Take, for example, the “black on black” paintings that seem to be required inclusions for the collection of any modern art museum. We are told that these are not what they appear to be–canvases dipped in a vat of black paint. We are told that there are subtle shading variances that only reveal themselves if you stare at the thing for twenty minutes or so, or until a cute, arty girl (also, as it turns out, covered entirely in black) comes along and accepts your invitation to grab a cappuccino.
I have news for you: if you stare at anything long enough, all sorts of images will be revealed, many of them residing only in your head.
Here’s a little art appreciation test for you: is the black box above a masterpiece by famed black painting artist Ad Reinhardt or a square I made with Microsoft Word?
Of course, if you are an aspiring fine artist today, you can’t get away with black canvases because that’s already been done. But you could try a blue one! Yes, and draw a stripe right down the middle of it so that it looks like an overhead shot of a country road. Oh, sorry–too late. That just sold at auction…for $43.8 million!
But all of this is minor league stuff compared to what Tracey Emin has pulled off. Ms. Emin rolled out of bed one morning and decided it was art. The bed, that is. So she named her bed (nothing fancy or profound, just “My Bed”) and sold it to British adman and art collector Charles (“I’ll buy anything called art”) Saatchi. And he just resold it at auction for $4.4 million. Sure, it’s just a drop in the bucket next to what they got for the blue thing with the white stripe, but then, Emin didn’t have to put nearly as much work into it. And it’s a bargain for the buyer, who can not only admire his new purchase, he can also sleep in it.

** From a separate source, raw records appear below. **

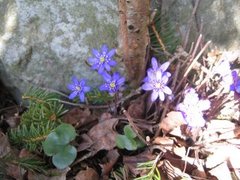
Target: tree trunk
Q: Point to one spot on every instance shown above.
(134, 18)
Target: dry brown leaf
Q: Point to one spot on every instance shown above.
(173, 120)
(88, 174)
(105, 116)
(137, 107)
(173, 172)
(177, 162)
(86, 142)
(4, 145)
(221, 172)
(112, 157)
(15, 171)
(56, 175)
(131, 161)
(103, 135)
(78, 117)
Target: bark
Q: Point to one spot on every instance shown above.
(134, 18)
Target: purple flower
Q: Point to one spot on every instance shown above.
(192, 108)
(112, 83)
(223, 69)
(78, 88)
(236, 83)
(103, 59)
(156, 81)
(156, 67)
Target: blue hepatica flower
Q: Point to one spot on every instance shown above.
(236, 83)
(192, 108)
(112, 83)
(78, 88)
(223, 69)
(156, 81)
(155, 67)
(103, 59)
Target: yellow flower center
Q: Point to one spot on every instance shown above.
(102, 59)
(78, 88)
(112, 84)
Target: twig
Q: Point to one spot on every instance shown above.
(135, 128)
(190, 24)
(160, 40)
(192, 64)
(135, 92)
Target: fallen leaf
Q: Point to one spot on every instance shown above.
(103, 135)
(88, 174)
(132, 161)
(78, 117)
(54, 174)
(112, 157)
(4, 145)
(137, 107)
(173, 120)
(221, 172)
(86, 142)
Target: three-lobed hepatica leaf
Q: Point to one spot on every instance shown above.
(129, 140)
(64, 157)
(57, 145)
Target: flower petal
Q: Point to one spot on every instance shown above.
(112, 63)
(167, 90)
(96, 53)
(165, 79)
(154, 96)
(73, 95)
(103, 87)
(111, 53)
(86, 88)
(161, 95)
(104, 49)
(203, 105)
(81, 96)
(164, 66)
(154, 63)
(71, 87)
(121, 81)
(107, 77)
(147, 86)
(92, 60)
(101, 69)
(75, 80)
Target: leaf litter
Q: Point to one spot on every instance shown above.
(180, 152)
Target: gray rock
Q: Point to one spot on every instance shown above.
(219, 20)
(45, 42)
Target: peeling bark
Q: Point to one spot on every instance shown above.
(134, 39)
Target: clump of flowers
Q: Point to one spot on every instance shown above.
(192, 108)
(102, 62)
(156, 80)
(78, 87)
(103, 59)
(236, 83)
(112, 83)
(223, 69)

I imagine Ms. Emin will have to accompany the piece to its new home so that the disheveled sheets, empty vodka bottles, cigarette butts and discarded condoms (all of which are included at no additional cost) can be arranged just so. After all, if a used Trojan is so much as an inch out of place, it would not be the same artwork that was purchased, and not nearly as pleasing to the eye.
I really get upset when I hear about stuff like this because I think about the years I lived as a single guy in New York, and all the works of art I took down the hall to the washing machine. I also object to the sale of any piece that doesn’t meet the single requirement I have for anything purporting to be art:
It has to be something I couldn’t do.
See you soon.
P.S. The black box above is the actual Reinhardt masterpiece.